ELC needs to respond to the needs of individual children in a tailored way recognising that one size does not fit all. This is particularly true for two year olds where nursery may not be what many of them need. This is why we were delighted that the Children and Young People (Scotland) Act 2014 included provision for support to be provided in other ways where ELC may not be appropriate (Part 6, section 49). Unfortunately there is very little awareness or use of this part of the Act.
We would like to see this section of the Act used more and belive that there needs to be guidance on how this section could be used to benefit children and their families. There are a number of reasons why we believe that this would be beneficial for some children and families.
Where a child is looked after, whichever particular status they fall under, this is likely to be because of abuse or trauma in their background. In these circumstances, it is more beneficial for children’s wellbeing to stay with their ‘new’ carer and to form a secure attachment rather than be removed from them. Here, providing alternative support rather than an ELC place could be used to help new parents and carers to build secure relationships with the children in their care before moving into ELC when the connection is well established and the child is in a better position to benefit from it. Nurturing care and forming an attachment with the new carer should be the primary objective, and can be fostered by support from skilled workers.

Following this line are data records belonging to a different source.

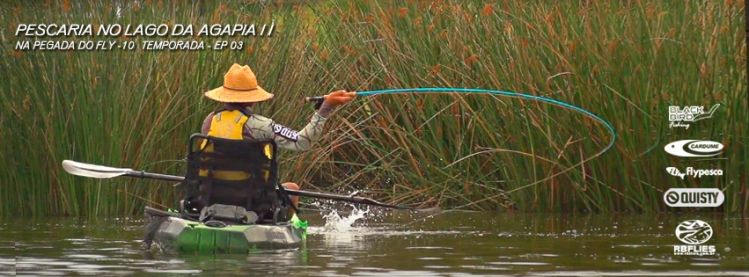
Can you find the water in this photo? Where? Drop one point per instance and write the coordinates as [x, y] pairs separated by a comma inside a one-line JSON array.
[[391, 244]]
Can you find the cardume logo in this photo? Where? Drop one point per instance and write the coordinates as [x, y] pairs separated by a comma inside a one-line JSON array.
[[695, 173], [694, 233], [683, 117], [694, 197], [694, 148]]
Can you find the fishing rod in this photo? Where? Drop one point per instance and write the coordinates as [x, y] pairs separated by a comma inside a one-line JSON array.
[[610, 128], [106, 172], [606, 124]]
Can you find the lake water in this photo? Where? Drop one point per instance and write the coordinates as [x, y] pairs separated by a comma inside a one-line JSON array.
[[396, 244]]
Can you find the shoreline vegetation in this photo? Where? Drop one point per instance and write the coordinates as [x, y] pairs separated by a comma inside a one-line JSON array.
[[624, 61]]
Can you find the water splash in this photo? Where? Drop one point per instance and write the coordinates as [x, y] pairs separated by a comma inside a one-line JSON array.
[[335, 223]]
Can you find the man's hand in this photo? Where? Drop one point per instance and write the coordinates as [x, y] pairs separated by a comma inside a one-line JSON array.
[[338, 98]]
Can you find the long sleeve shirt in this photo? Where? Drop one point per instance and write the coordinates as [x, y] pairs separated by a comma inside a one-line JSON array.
[[260, 128]]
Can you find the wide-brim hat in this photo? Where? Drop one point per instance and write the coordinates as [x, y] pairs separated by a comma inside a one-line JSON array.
[[240, 86]]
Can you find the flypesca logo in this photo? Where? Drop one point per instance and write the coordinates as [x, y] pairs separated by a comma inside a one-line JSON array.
[[693, 197], [682, 117], [695, 173], [694, 148], [694, 233]]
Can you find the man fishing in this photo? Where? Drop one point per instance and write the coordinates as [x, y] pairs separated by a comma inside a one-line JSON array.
[[236, 120]]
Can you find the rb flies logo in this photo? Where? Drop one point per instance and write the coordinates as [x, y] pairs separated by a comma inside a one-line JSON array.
[[694, 233]]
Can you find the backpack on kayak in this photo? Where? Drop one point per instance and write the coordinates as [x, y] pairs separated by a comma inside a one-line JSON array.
[[231, 180]]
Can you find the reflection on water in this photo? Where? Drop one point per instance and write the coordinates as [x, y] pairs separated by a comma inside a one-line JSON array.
[[372, 242]]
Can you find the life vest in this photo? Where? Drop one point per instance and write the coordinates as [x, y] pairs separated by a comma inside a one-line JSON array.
[[229, 124]]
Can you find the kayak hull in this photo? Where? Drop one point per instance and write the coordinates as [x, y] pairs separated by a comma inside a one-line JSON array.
[[179, 235]]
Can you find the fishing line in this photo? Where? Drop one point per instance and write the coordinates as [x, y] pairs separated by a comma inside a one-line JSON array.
[[558, 103]]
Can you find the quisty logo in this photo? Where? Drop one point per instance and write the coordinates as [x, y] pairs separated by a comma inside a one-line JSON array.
[[692, 172], [694, 148]]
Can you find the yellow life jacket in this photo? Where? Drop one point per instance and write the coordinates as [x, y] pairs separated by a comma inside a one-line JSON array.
[[227, 124]]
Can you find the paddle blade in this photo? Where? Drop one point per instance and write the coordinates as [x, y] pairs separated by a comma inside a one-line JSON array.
[[92, 170]]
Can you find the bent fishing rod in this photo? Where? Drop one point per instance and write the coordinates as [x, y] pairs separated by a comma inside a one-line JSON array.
[[106, 172]]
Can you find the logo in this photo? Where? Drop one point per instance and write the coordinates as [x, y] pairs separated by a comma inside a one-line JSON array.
[[693, 197], [692, 172], [682, 117], [694, 233], [694, 148]]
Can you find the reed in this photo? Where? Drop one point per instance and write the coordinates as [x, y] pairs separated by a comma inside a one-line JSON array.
[[623, 61]]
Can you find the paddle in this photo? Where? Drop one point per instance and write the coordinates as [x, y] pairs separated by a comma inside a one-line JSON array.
[[106, 172]]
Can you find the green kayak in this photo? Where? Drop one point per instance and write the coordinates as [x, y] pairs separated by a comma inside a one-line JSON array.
[[173, 234]]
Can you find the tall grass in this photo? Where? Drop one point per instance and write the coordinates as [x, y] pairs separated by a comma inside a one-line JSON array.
[[623, 61]]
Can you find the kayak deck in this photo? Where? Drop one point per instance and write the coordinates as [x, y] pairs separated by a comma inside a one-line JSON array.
[[178, 235]]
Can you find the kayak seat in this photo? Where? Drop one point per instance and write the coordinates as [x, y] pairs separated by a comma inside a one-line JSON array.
[[226, 175]]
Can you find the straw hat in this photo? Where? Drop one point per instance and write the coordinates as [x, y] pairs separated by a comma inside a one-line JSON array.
[[240, 86]]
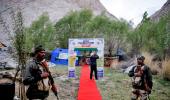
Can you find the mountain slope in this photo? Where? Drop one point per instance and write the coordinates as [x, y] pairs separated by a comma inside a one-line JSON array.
[[165, 10]]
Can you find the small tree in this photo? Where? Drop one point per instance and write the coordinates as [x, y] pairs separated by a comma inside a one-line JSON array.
[[19, 44]]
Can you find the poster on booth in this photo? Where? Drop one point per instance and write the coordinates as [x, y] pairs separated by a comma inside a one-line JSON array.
[[85, 44]]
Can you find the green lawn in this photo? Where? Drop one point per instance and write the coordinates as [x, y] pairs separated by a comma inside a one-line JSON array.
[[117, 86]]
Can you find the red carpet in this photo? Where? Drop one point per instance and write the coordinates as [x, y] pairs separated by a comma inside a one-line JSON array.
[[87, 88]]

One of the major impacts on children’s wellbeing is their relationship with their parents; most children spend the majority of their time with parents. Some parents may have difficulties parenting due to their own poor parenting experiences, external difficulties or family events. Often additional support at home is what is needed to allow families to establish routines, care for their child, and give them the confidence to engage with external services.
Family support in the home would enable families to provide a better, more secure family life for their children, from which they would be more prepared to move onto ELC at a later stage, and better equipped to benefit from it.
One of the Government’s policy priorities is narrowing the attainment gap. Evidence shows that this starts very early and that ELC is one of the most effective ways of tackling this. It is crucial that home learning and parental engagement goes hand in hand with this. Supporting parents to achieve this is critical. Again, this is an area where we believe could the use of Section 49 could be beneficial.
We believe that extending and promoting the use of Section 49 would make sure that we get it right for every child, providing tailored support to meet families’ needs and enhancing wellbeing for individual children.
It could be used to facilitate a wide variety of support for parents including family support, community childminding and attachment based practice. Childminders are a particularly effective option for many two year olds offering individualised care and flexibility to meet the needs of child and family. Where home based support is required, community childminding is an option that can build family resilience.
As ELC is expanded, we hope that alternative support through this section of the Act can be provided to more families benefitting children and families, and the crucial relationships that foster children’s wellbeing.